Turning to the gallery where some anti-mosque supporters applauded Johnston, Crombie asked: “Is that what you are applauding for?” She added. “I’m sorry. This is heinous.”

“No it’s not heinous; its freedom of speech there. Not heinous in any way,” Johnston pushed back.

“I can go on,” Crombie said, reading more of the website’s claims. “Increase in the number of kidnapping of young girls. Increased random acts of violence . . . You should be ashamed of yourself.”

Earlier that day Crombie had given her first state of the city address to business leaders at the Mississauga Board of Trade. She waxed on eloquently and enthusiastically about the city of diversity that was home to the world.

Faced with a message totally contrary to hers, Crombie met it head on.

“Well, it was quite offensive. It is reprehensible and hate-mongering. (Challenging it) was the right thing to do,” she said in an interview Wednesday. “All residents must have confidence in the city. As mayor, you have to demonstrate leadership. It’s my responsibility that this doesn’t go unaddressed. So I have to step up.”

That she did.
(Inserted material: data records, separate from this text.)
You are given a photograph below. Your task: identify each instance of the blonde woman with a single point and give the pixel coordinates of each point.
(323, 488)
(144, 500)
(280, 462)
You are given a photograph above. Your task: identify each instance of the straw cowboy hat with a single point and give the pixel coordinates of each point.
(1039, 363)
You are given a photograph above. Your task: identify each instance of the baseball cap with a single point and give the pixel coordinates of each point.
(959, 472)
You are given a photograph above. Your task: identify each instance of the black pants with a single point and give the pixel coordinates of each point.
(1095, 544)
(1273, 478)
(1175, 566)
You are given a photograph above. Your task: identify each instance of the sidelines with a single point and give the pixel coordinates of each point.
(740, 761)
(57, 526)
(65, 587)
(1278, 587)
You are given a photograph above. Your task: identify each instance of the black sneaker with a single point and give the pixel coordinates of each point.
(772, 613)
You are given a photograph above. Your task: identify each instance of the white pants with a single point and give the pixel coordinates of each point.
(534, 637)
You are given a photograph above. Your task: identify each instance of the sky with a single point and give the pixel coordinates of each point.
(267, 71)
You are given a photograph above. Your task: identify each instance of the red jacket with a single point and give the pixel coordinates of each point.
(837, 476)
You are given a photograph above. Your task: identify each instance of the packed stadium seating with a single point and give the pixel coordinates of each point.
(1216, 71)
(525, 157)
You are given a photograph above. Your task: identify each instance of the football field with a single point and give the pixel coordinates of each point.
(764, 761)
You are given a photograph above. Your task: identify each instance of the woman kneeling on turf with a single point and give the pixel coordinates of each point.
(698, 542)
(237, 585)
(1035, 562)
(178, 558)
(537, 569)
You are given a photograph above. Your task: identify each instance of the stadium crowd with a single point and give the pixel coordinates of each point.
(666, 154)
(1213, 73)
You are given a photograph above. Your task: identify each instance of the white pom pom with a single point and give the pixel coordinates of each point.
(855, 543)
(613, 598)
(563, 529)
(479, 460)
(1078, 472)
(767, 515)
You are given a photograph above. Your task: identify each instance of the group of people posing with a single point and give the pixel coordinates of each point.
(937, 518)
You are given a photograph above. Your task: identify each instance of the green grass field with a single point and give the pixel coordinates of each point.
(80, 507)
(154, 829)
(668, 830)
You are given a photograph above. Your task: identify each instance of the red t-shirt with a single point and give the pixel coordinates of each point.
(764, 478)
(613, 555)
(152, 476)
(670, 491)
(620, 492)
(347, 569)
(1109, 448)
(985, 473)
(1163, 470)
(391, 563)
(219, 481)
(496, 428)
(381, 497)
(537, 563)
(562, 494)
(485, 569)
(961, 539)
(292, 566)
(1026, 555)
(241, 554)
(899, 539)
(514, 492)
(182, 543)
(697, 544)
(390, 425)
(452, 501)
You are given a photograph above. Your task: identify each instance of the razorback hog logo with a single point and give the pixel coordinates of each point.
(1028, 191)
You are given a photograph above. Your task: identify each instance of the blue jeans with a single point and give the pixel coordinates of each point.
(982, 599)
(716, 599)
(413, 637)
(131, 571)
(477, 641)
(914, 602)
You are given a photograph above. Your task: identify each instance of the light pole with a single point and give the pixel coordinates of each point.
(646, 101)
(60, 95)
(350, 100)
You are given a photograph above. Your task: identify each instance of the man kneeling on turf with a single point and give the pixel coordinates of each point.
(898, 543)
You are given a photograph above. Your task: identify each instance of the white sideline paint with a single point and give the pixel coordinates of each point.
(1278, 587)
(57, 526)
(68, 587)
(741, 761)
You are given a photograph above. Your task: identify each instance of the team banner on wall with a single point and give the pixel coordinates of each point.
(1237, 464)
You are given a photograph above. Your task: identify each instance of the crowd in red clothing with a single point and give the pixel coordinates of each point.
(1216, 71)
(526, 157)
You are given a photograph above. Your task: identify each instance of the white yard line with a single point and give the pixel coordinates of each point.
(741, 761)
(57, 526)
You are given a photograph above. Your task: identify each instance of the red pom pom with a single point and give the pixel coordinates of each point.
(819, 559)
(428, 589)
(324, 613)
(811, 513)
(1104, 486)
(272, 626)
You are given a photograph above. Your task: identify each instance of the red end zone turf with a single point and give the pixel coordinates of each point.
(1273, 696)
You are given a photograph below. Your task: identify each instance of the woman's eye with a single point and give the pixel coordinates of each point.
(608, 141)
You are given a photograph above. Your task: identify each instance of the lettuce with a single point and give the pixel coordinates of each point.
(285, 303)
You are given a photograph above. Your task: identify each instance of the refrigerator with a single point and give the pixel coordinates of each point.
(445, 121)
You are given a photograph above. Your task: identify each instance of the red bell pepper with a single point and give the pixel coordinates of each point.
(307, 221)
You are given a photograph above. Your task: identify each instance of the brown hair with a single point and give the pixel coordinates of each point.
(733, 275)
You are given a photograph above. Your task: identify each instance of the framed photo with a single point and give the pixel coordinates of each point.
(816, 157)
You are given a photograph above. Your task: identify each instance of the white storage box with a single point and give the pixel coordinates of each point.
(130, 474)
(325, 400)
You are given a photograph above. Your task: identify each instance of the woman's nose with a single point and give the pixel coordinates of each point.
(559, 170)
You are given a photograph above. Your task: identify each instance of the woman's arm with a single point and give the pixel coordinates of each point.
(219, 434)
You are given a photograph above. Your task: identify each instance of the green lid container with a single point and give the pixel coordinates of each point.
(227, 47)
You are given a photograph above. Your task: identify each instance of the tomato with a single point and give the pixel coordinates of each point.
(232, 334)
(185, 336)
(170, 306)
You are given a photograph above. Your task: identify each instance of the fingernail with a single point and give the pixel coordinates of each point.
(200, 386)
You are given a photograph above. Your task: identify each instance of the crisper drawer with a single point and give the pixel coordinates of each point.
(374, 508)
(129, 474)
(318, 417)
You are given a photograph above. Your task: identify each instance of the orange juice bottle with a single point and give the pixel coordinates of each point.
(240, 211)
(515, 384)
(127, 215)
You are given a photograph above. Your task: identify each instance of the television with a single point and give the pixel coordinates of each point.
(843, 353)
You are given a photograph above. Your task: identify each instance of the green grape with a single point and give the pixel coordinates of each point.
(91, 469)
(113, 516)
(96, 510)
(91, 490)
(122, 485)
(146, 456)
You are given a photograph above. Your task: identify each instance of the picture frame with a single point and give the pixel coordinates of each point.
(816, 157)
With steely resolve.

On Friday morning Crombie and the other new mayor in Peel, Linda Jeffrey of Brampton, face another test — one that Toronto Mayor John Tory failed by prevaricating and dithering, trying to stop the evil of racist and biased policing with kid gloves.

Crombie and Jeffrey must jerk the Peel police services into a fair, bias-free future.

Like Toronto, the region has been stained by the toxic practice of police carding — or street checks as it is known in Peel.

Crombie has already shown she has the backbone to confront what is nothing short of racism.